Now completely extinct, they were not closely related to today’s living carnivores.
‘We know so little about machaeroidines, so every new discovery greatly expands our picture of them,’ said the study’s co-author Dr Shawn Zack, of the University of Arizona College of Medicine.
‘This relatively complete, well-preserved Diegoaelurus fossil is especially useful because the teeth let us infer the diet and start to understand how machaeroidines are related to each other.’
The animal and its relatives represent a kind of evolutionary experiment, a first stab at hypercarnivory — a lifestyle that is followed today by true cats.
With only a handful of fossil specimens from Wyoming and Asia, the machaeroidines are so poorly understood that scientists weren’t even sure if there were multiple species living within the same time period.
The species, named Diegoaelurus vanvalkenburghae, is one of the earliest known examples of a mammal adopting a cat-like approach to an all-meat diet, according to researchers led by Dr Ashley Poust (pictured), of the San Diego Natural History Museum
‘This fossil finding shows that machaeroidines were more diverse than we thought,’ said Dr Zack.
‘We already knew there was a large form, Apataelurus, which lived in eastern Utah. Now we have this smaller form, and it lived at approximately the same time.
‘It raises the possibility that there may more out there to find.’
In addition to this overlapping existence, Dr Poust believes they may have co-existed with other sabre-toothed animals.
‘Diegoaleurus, though old, is the most recent of these machaeroidine predators. That puts it within striking distance of the time that the next cat-like animals arrived in North America, the nimravids or sabre-tooth false-cats,’ he said.
‘Did these groups ever meet, or even compete for space and prey?
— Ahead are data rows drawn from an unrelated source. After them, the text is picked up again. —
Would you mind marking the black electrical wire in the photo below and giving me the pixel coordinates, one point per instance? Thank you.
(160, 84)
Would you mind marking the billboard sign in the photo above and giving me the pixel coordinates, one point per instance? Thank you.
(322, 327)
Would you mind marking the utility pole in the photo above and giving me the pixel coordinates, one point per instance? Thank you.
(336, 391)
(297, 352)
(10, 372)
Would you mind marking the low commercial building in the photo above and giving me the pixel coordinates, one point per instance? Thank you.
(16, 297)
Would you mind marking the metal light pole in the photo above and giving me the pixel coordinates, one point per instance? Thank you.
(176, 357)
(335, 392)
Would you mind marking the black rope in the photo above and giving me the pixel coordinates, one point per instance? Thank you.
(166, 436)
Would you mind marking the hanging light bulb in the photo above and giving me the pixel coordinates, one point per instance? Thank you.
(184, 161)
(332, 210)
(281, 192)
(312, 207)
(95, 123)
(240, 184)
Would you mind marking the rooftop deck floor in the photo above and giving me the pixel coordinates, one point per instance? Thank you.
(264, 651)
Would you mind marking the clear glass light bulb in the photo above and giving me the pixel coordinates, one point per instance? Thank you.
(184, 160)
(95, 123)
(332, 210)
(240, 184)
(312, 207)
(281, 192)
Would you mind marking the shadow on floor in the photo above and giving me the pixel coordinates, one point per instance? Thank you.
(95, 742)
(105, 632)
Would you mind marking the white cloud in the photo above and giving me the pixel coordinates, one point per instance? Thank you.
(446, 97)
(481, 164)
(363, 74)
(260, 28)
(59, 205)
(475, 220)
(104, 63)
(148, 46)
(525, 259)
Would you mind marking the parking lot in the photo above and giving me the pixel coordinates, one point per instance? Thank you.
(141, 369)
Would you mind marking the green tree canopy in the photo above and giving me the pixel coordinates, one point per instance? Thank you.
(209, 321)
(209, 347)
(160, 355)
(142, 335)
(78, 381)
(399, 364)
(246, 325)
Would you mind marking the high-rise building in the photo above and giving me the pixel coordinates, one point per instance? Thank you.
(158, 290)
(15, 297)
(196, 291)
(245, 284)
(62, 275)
We don’t know yet, but San Diego is proving to be a surprisingly important place for carnivore evolution.’
Scientists hope the specimen will provide information about the behaviour and evolution of some of the first mammals to have an exclusively meat-based diet.
Scientists hope the specimen (pictured) will provide information about the behaviour and evolution of some of the first mammals to have an exclusively meat-based diet
The fossil, which includes a lower jaw and well-preserved teeth, comes from San Diego in southern California, at a location first discovered in the 1980s by a local 12-year-old boy.
Since then, ‘Jeff’s Discovery Site’ has become an important fossil bed within a larger group of rocks called the Santiago Formation.
Fossils of an entire ecosystem have been discovered in these 42 million-year-old rocks, painting a picture of a very different San Diego than the one we know today.
‘Not only was San Diego further south due to tectonic plate movements, but the Eocene was a wetter, warmer world,’ said Dr Poust.
‘The Santiago Formation fossils show us a forested, wet California where tiny rhinos, early tapirs, and strange sheep-like, herbivorous oreodonts grazed under trees while unusual primates and marsupials clung to the canopy above.
‘This richness of prey species would have been a smorgasbord for Diegoaelurus, allowing it to live the life of a specialised hunter before most other mammals.’
The study has been published in the journal PeerJ.
THE MOST-FAMOUS SABRE-TOOTHED CAT: SMILODON
Pictured: an artist’s impression of a Smilodon pouncing
Smilodon is a genus of sabre-toothed cat that lived some 2.5–0.01 million years ago in the forest and bush of the Americas.
It is popularly known as the sabre-toothed tiger, although it is not closely related to modern tigers or other modern cats.
However, it was around the same size as today’s big cats, if built with a more robust frame.
Three species are known in total — S. gracilis, S. fatalis and S. populator — with the majority of specimens having been recovered from the La Brea Tar Pits in Los Angeles, California.
It is thought it hunted by holding its prey still with its sizeable forearms before delivering a killer bite.
Smilodon’s prey would have included large herbivores like bison and camel.